This is a pretty fantastic visualization connecting your conversations on Twitter. From Google's recently launched Chrome Experiments, which showcases JavaScript intensive games, apps, and visualizations. I did some runs on some keywords and its pretty amazing. Here's a screenshot of visualizations of the connections and cross-connections between tweeters I (@dina) have had conversations with in the last month - on the Social Collider site, you can mouse-over or click the dots to actually view the conversations:
Search: username: 'dina' [click images for full impact]
And another one with search keyword: 'social media' for a week:
From their About Page:
The Social Collider reveals cross-connections between conversations on Twitter.
With the Internet's promise of instant and absolute connectedness, two things appear to be curiously underrepresented: both temporal and lateral perspective of our data-trails. Yet, the amount of data we are constantly producing provides a whole world of contexts, many of which can reveal astonishing relationships if only looked at through time.

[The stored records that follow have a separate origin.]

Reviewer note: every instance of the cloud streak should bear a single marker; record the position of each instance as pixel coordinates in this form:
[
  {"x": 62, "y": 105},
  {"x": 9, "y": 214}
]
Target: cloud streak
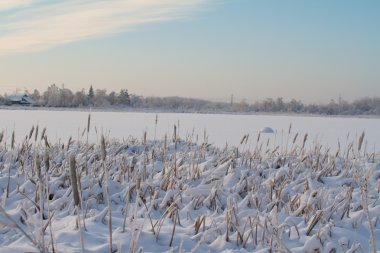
[{"x": 31, "y": 26}]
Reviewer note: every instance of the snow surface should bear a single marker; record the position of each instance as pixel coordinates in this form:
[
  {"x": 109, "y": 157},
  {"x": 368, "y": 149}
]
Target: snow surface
[
  {"x": 251, "y": 195},
  {"x": 220, "y": 128}
]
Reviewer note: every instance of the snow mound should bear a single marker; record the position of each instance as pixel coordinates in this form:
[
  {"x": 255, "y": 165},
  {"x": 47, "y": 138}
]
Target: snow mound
[{"x": 267, "y": 130}]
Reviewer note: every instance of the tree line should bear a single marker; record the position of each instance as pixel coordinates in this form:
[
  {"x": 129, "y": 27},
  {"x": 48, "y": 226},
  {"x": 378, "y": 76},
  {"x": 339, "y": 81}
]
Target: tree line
[{"x": 56, "y": 96}]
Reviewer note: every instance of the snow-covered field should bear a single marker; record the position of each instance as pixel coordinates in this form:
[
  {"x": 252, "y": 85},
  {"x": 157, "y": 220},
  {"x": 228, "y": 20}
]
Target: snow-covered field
[
  {"x": 220, "y": 128},
  {"x": 179, "y": 193}
]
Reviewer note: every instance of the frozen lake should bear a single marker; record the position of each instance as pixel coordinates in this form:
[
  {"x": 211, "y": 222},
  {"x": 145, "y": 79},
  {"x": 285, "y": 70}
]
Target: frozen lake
[{"x": 220, "y": 128}]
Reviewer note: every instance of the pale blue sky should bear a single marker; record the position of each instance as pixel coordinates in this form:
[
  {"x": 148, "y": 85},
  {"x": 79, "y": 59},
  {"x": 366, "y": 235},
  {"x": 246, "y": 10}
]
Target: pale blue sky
[{"x": 308, "y": 50}]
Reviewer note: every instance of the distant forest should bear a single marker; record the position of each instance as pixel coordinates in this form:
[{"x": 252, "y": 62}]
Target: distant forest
[{"x": 56, "y": 96}]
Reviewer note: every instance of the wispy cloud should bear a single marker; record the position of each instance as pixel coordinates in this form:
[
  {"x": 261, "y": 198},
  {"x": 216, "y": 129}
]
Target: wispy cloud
[
  {"x": 13, "y": 4},
  {"x": 39, "y": 26}
]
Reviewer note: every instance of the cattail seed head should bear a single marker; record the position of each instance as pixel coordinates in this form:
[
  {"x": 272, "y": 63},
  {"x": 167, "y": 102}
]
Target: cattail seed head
[
  {"x": 74, "y": 181},
  {"x": 103, "y": 148}
]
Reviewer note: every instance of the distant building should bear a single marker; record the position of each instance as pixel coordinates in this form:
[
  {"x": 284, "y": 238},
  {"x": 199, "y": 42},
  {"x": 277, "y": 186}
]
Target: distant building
[{"x": 20, "y": 100}]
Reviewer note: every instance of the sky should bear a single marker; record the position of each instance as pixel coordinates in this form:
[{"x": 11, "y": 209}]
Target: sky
[{"x": 312, "y": 51}]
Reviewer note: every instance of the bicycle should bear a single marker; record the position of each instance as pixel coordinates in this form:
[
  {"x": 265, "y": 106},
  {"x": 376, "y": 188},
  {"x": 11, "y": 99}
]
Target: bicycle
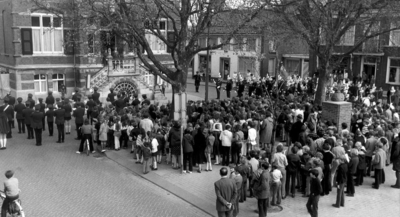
[{"x": 14, "y": 208}]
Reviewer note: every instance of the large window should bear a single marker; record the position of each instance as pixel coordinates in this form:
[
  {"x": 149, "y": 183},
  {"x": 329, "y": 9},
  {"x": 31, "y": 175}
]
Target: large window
[
  {"x": 157, "y": 45},
  {"x": 58, "y": 82},
  {"x": 393, "y": 72},
  {"x": 271, "y": 66},
  {"x": 40, "y": 83},
  {"x": 293, "y": 66},
  {"x": 394, "y": 36},
  {"x": 348, "y": 37},
  {"x": 247, "y": 64},
  {"x": 47, "y": 33}
]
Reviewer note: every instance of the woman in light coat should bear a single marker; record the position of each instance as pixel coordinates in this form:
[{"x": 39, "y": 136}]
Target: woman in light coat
[
  {"x": 103, "y": 134},
  {"x": 266, "y": 130}
]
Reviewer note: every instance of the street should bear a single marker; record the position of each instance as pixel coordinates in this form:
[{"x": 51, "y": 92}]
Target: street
[{"x": 55, "y": 181}]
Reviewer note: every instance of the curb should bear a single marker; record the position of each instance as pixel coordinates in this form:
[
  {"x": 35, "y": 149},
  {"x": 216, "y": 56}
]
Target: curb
[{"x": 170, "y": 187}]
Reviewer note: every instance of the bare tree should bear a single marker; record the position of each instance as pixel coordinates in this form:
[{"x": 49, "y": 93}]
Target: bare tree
[
  {"x": 323, "y": 24},
  {"x": 132, "y": 20}
]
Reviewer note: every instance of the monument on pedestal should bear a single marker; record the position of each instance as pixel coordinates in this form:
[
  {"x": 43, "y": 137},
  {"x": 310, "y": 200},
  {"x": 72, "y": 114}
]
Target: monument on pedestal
[{"x": 337, "y": 110}]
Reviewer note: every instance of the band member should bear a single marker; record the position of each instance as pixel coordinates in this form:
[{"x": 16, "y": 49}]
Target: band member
[
  {"x": 218, "y": 84},
  {"x": 228, "y": 87},
  {"x": 197, "y": 79}
]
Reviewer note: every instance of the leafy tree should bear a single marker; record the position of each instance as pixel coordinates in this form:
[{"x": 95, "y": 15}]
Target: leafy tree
[
  {"x": 134, "y": 20},
  {"x": 323, "y": 24}
]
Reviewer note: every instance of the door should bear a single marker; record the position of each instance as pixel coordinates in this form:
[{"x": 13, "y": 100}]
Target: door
[
  {"x": 225, "y": 68},
  {"x": 369, "y": 74}
]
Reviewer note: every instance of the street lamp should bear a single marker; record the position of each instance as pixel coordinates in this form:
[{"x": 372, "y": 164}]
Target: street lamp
[{"x": 208, "y": 60}]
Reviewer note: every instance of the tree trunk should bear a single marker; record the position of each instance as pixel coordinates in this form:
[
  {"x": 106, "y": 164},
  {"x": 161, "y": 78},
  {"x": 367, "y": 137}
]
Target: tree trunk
[{"x": 322, "y": 82}]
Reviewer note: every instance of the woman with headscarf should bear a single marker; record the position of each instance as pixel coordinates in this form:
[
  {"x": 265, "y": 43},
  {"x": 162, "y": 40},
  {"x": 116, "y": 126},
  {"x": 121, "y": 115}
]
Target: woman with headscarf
[
  {"x": 200, "y": 144},
  {"x": 174, "y": 139}
]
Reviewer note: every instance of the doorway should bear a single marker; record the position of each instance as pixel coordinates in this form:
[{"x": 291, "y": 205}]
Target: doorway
[
  {"x": 368, "y": 74},
  {"x": 225, "y": 68}
]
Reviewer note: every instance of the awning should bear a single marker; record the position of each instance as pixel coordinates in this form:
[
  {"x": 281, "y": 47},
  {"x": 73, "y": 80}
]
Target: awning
[
  {"x": 299, "y": 56},
  {"x": 164, "y": 59},
  {"x": 368, "y": 54}
]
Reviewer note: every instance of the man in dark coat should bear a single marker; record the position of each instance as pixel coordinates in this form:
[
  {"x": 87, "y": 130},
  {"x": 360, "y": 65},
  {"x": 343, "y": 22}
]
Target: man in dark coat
[
  {"x": 226, "y": 192},
  {"x": 76, "y": 95},
  {"x": 49, "y": 99},
  {"x": 111, "y": 96},
  {"x": 96, "y": 96},
  {"x": 19, "y": 116},
  {"x": 218, "y": 85},
  {"x": 296, "y": 129},
  {"x": 26, "y": 113},
  {"x": 50, "y": 119},
  {"x": 37, "y": 125},
  {"x": 197, "y": 80},
  {"x": 42, "y": 108},
  {"x": 11, "y": 102},
  {"x": 395, "y": 158},
  {"x": 78, "y": 114},
  {"x": 9, "y": 111},
  {"x": 90, "y": 105},
  {"x": 59, "y": 114},
  {"x": 145, "y": 100},
  {"x": 228, "y": 87},
  {"x": 119, "y": 104},
  {"x": 135, "y": 101}
]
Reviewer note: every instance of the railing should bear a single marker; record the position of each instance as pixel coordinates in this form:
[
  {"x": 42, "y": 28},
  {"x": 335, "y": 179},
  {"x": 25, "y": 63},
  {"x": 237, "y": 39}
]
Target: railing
[
  {"x": 100, "y": 78},
  {"x": 148, "y": 79},
  {"x": 122, "y": 66}
]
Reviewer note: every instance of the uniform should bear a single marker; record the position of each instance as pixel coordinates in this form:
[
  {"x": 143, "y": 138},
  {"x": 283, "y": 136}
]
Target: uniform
[
  {"x": 60, "y": 114},
  {"x": 78, "y": 114},
  {"x": 218, "y": 84},
  {"x": 26, "y": 113},
  {"x": 50, "y": 119},
  {"x": 19, "y": 116},
  {"x": 37, "y": 125},
  {"x": 10, "y": 118}
]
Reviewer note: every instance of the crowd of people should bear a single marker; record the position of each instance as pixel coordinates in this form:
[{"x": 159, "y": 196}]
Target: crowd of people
[{"x": 310, "y": 156}]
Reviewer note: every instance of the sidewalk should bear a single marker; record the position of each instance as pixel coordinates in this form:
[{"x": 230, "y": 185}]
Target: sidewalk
[{"x": 198, "y": 190}]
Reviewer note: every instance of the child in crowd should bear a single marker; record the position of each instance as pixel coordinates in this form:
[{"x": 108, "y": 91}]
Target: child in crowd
[
  {"x": 103, "y": 134},
  {"x": 87, "y": 131},
  {"x": 147, "y": 151}
]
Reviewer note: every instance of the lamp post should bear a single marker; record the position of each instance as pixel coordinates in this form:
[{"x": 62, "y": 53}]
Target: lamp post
[{"x": 208, "y": 61}]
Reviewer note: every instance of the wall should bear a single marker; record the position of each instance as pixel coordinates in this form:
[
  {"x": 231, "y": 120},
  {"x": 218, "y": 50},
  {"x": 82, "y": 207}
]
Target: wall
[{"x": 216, "y": 56}]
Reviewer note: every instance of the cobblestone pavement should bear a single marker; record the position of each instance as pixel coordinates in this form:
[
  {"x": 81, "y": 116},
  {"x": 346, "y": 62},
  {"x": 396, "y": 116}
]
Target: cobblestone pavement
[
  {"x": 55, "y": 181},
  {"x": 367, "y": 202}
]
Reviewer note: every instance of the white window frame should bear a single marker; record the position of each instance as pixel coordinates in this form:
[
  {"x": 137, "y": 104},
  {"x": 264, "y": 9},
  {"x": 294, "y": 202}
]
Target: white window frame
[
  {"x": 156, "y": 42},
  {"x": 56, "y": 80},
  {"x": 392, "y": 41},
  {"x": 42, "y": 29},
  {"x": 374, "y": 29},
  {"x": 388, "y": 70},
  {"x": 39, "y": 82},
  {"x": 351, "y": 30}
]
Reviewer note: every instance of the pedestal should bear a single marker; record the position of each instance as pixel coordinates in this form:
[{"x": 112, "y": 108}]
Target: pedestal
[{"x": 339, "y": 112}]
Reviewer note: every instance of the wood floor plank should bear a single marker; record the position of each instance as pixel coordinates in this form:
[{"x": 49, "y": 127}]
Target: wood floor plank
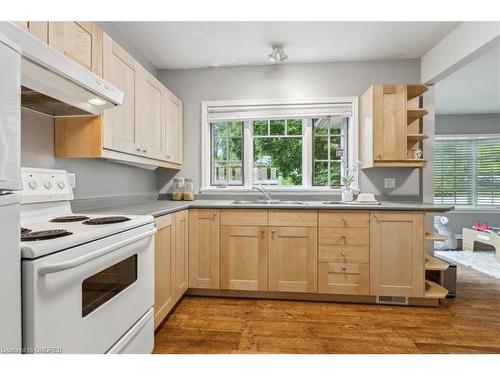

This experiment explores these possibilities by starting with messages on the microblogging-platform Twitter. One can search for usernames or topics, which are tracked through time and visualized much like the way a particle collider draws pictures of subatomic matter. Posts that didn't resonate with anyone just connect to the next item in the stream. The ones that did, however, spin off and horizontally link to users or topics who relate to them, either directly or in terms of their content.
The Social Collider acts as a metaphorical instrument which can be used to make visible how memes get created and how they propagate. Ideally, it might catch the Zeitgeist at work.